Schnell, schuss- und kopfballstark
Verdient hätte er ihn. Lewandowski war in der Saison 2019/20 schlicht Weltklasse und auf dem Zenit seiner Karriere. “Je älter Robert wird, desto besser wird er. Das ist unglaublich”, sagte unlängst Nationalspieler Leroy Sané, seit Beginn der aktuellen Saison Teamkollege des Polen beim FC Bayern. Lewandowski ist extrem schnell und laufstark. In seiner Jugend versuchten deshalb Leichtathletik-Trainer, ihn davon zu überzeugen, die Sportart zu wechseln.

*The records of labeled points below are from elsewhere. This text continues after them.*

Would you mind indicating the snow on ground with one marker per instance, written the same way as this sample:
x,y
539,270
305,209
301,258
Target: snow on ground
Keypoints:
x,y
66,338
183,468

Auf Robert Lewandowskis Torinstinkt ist Verlass
Glücklicherweise – so muss man heute sagen – folgte er ihrem Ratschlag nicht. Denn zur Schnelligkeit gesellten sich ziemlich bald ein sicherer Torinstinkt und die für einen Stürmer nötigen fußballerischen Qualitäten: Lewandowski ist kopfballstark und kann beidfüßig schießen.
Torschützenkönig in Champions League und Bundesliga
Er hatte entscheidenden Anteil daran, dass der FC Bayern in diesem Jahr alles gewann, was bisher zu gewinnen war: deutsche Meisterschaft und DFB-Pokal, Champions League, den deutschen und den europäischen Supercup. In der Champions League wurde Lewandowski mit 15 Treffern Torschützenkönig, mit Ausnahme des gewonnenen Finals gegen Paris St. Germain traf der Bayern-Stürmer in jedem Spiel.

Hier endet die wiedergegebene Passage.